NOTE TO READERS

NOTE TO READERS: The Rome 2014 trip begins with post #30. Posts #10—29 were Rome 2013. Posts 1–9 were Florence 2011. If you'd like to be notified of new postings by email, let me know at gulliver.initiative@gmail.com

Wednesday, March 6, 2013

#10-Fabio, Isabella, Signora Stella, the SIM Card and the Mosquito Net


On Saturday, March 16, shortly after high noon Rome time, I will (hopefully) retrieve my luggage from the baggage carousel at Leonardo da Vinci airport. Waiting for me beyond Baggage Claim will be my Italian connection and taxi driver—a man known to me at this moment only as Fabio.

If I am unable to find Fabio, Isabella, my rental agent, has emailed me a phone number which I am to call from my iPhone. Verizon has promised this phone will work without flaw through the use of a SIM card preactivated via phone by Julio. I simply press *228 and chose option 2 before leaving the U.S. Should this phone not work, I am not sure what I will do and am trying not to imagine myself, a very small gray-haired woman in the middle of this large and bustling airport screaming, “Fabio! Aiuto! Fabio! Mi sono perso!”—all the while thinking I should have reviewed the grammar lesson on the reflexive use of the verb lost. 

Assuming the best, I will meet up with Fabio without incidente, and he will whisk me from the airport to Via Teatro Pace 16, an apartment in the center of Rome that will be my home until April 8. 

At the apartment, referred to online as La Dolce Dimora (The Sweet House), I am to ring the #1 bell and will be greeted by Signora Stella to whom I will pay a rather large sum of euros for the privilege of setting up headquarters for my continuing quest to explore the ruins: historical and personal. 

I will also be spending the first two of my three weeks in Italia studying Italian at La Scuola Leonardo da Vinci. It was this school that recommended Signora Finestauri—Isabella.

The pictures of La Dolce Dimora show the place to be bright, clean, and full of light, with furniture that might have been purchased at IKEA. I have not quite put out of my mind the fact that my experience in Florence taught me that pictures of apartments can be deceiving. However, I also learned from that experience to pick a place that has at least one window. So I’m good there.

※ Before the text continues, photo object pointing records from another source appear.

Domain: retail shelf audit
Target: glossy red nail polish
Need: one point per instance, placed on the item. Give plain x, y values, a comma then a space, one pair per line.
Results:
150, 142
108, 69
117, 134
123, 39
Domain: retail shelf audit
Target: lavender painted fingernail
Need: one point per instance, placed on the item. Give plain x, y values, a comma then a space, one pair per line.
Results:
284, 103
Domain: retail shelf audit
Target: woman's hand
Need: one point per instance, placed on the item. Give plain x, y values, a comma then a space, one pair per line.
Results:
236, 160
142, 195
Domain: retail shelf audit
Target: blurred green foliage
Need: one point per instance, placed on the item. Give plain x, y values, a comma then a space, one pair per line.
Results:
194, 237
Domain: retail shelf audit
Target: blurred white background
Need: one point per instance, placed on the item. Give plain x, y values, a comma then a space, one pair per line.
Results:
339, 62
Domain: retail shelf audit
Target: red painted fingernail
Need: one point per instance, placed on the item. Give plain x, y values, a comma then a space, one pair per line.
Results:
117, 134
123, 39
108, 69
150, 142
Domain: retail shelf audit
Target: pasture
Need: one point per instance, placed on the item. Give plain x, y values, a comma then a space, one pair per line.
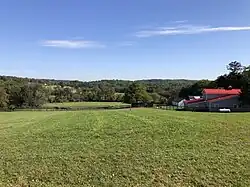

I first chose this apartment from the online offerings in the third week of September. However, Signora Stella does not accept reservations more than 6 months in advance. In our very proper and grammatical exchanges, Isabella explained that I would have to wait until October. So on September 30, given the nine-hour time change, I applied once again. Isabella acknowledged the request, but then I waited for nearly a week without response. On day 8, Isabella assured me she was “working for me.” On October 10, I began to worry that I was going to lose The Sweet House to an online renter. 

I felt myself falling into my Bitch from the Beach either-rent-it-to me-now-or-forget-it mode. But not wishing to sound like l’americana brutta, I spent over an hour writing an email explaining my concern. Isabella, who to this point had been the picture of old-world grace and grammatical precision, replied with ungrammatical outrage that Signora Stella is a  procrastinator who is always giving her (Isabella) a headache and that she (Isabella) would take care of it and that I should not worry. The next day, I sent my deposit through PayPal.

And so la mia avventura italiana continuaI would enjoy having you along on my trip, which will include a journey down to rural Calabria to the town from which my grandparents came. I have a train reservation and a reservation in a hotel about 20 miles from the town. La prenotazione (reservation) for the hotel is in Italian, so I am hoping my Italian is good enough to believe that this $50-a-night place is just 50 yards from the train station, simple but clean, and run by una famiglia dedicated to helping their guests. Among the amenities listed are a hair dryer, shower, and mosquito netting.